This post is reflecting on how those two things have gone this year.
So, they both technically happen in April, but with two things going on, I prep for A to Z in advance and schedule out all the posts, so that’s usually more of a March project than an April one.
Not so much this year.
I remembered about the challenge on March 17, got a plan together the same day, wrote my theme reveal post, and then started in on my April posts. I then proceeded to work through 26 one-word writing prompts (listed below with links to the individual posts) and craft one cohesive (mostly) story about an angel named Uriel.
And I somehow managed to do all that before the end of March. I even got all but three of them copy-edited for posting before March 31. I’m kind of impressed with myself over that. The draft ended up being 22,640 words in total, which is an average of about 870 words per post. And I even managed a beginning, middle, and end that aren’t too disjointed. If I ever decide I want to publish it in book form, it will need a lot of work, but it was fun to write and a great challenge and I feel awesome about it.
So by April 1, I had all my posts done and most of them edited and scheduled. So I was off to Camp NaNoWriMo to get some work done on my second book.
And that too, didn’t go quite according to plan.
My original goal was to spend 60 hours editing in April. But this turned out to be a little too ambitious, so by mid-month I’d dropped it down to a goal of 40 hours.
Normally, during a NaNoWriMo event I’m drafting and I have no trouble reaching my goal (or twice that even), but editing is hard. For the first time, I found myself procrastinating. I didn’t want to work on it because it was hard and it wasn’t as fun as drafting, but I still made myself do it.

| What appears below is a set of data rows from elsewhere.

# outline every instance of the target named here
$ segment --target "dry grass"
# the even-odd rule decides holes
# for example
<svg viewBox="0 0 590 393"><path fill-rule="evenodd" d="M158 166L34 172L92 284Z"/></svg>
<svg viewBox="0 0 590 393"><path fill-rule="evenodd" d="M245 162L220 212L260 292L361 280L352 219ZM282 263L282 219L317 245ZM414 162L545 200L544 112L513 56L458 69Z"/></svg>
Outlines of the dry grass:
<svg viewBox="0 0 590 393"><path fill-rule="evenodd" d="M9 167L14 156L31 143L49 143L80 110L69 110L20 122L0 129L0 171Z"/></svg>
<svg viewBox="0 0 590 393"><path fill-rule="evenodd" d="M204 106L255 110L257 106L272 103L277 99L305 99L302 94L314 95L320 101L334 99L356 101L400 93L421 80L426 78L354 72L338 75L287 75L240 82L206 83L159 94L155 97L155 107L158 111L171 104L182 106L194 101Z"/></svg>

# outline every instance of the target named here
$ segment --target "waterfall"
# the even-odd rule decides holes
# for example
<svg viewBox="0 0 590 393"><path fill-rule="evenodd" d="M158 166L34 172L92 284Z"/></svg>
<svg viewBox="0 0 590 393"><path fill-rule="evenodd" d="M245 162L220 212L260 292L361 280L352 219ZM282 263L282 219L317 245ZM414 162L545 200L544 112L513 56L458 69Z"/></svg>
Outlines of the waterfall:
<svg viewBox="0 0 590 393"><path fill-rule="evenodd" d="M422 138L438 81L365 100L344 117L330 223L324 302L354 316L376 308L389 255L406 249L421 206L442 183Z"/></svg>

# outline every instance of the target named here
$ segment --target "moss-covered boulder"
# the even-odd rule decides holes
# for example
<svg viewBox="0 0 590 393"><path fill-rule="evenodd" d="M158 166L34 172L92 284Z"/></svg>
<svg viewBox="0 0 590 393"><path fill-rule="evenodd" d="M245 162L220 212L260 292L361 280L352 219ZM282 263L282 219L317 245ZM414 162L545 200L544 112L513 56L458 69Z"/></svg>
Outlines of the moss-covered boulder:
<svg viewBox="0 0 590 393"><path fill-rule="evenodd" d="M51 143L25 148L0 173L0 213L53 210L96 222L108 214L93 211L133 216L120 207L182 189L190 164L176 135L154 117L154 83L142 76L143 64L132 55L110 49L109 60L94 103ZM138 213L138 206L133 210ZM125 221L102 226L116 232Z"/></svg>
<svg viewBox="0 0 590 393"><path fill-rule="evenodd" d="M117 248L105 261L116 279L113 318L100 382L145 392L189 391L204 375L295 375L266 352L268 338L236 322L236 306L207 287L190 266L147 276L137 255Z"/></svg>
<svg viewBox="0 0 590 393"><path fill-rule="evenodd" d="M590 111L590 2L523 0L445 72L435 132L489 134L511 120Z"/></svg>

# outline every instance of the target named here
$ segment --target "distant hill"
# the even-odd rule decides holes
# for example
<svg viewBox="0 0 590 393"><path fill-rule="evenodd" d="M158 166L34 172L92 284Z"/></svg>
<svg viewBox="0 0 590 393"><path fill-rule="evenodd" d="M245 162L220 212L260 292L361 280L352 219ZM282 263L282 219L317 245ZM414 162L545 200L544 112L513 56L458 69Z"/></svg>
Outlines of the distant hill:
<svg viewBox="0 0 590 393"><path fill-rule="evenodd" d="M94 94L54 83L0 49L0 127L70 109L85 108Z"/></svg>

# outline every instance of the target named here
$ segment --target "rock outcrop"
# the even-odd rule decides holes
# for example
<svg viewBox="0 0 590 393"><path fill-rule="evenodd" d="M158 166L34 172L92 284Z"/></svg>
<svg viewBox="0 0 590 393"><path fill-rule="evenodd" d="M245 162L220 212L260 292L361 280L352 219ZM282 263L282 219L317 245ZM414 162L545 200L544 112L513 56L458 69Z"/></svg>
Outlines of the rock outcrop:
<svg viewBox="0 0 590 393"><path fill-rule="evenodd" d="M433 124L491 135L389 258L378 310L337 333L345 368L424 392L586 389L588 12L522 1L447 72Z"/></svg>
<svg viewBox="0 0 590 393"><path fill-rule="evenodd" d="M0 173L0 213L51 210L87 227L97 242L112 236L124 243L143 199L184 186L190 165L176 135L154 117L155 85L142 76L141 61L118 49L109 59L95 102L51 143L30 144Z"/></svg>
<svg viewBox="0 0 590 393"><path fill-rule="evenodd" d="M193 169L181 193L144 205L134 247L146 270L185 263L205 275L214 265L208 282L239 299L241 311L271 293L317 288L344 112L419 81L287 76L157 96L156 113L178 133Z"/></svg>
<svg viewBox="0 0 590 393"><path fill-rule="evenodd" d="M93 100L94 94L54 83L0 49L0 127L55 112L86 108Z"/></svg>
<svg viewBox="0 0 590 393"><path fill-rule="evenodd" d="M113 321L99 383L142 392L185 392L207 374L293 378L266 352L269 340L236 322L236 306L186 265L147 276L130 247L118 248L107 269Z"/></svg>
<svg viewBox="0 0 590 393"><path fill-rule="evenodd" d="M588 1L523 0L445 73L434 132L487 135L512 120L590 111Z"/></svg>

It wasn’t all procrastination though. I was gone for four days in April for a trip down to Florida for a family reunion of sorts to celebrate my grandmother’s 90th birthday. I didn’t get any writing done the entire four days. I couldn’t focus enough on the plane, and I wasn’t comfortable enough to settle in the motel room (there was supposed to be a rental house, which is a whole other story). That and the whole point of the trip was to spend time with the 20 plus aunts, uncles, and cousins I hadn’t seen in 3-15 years (if every).
So it was a busy second weekend of April. It was also a horrible time for me to be out of work (which was why I did the 4-day trip instead of a 10-day trip). By the time I got back, I was behind at work, which was stressing me out, and then as soon as I’d caught up it hit into my busiest time of the entire semester. On top of all that, I was just starting physical therapy (and that’s yet another story) which kept me out of the office 2-4 hours a week and I just couldn’t keep my head above water with the stress levels.
Now this might sound like a lot of excuses, and it probably is, but I did keep working on edits through all this. I got in a few hours of editing at my weekly write-in on Sundays, and I tried to go to a second one on Saturdays as well. I doubled the hours I’d spend editing, and pushed on through and managed to top 30 hours for the month. It wasn’t 40 hours though, and it meant for the first time ever I didn’t win a NaNoWriMo event I participated in, but it’s 30 more hours than I’d have spent otherwise, so I call that a success.
I guess the take away from all this is that editing is hard. I managed to crank out a 22k word draft in 14 days, but I couldn’t spend 40 hours in a single month editing my novel. If I’m lucky, editing will get easier the more I do it. This is only the second major revision I’ve ever done on a novel. I still need to develop the right strategies and tools for the job. I’ll keep doing it, that I can say for sure, but it’s going to be hard.
Since I seem to be in need of them, does anyone have tips for how they motivate themselves to edit, or tricks they use while editing? What’s your favorite part of the editing process?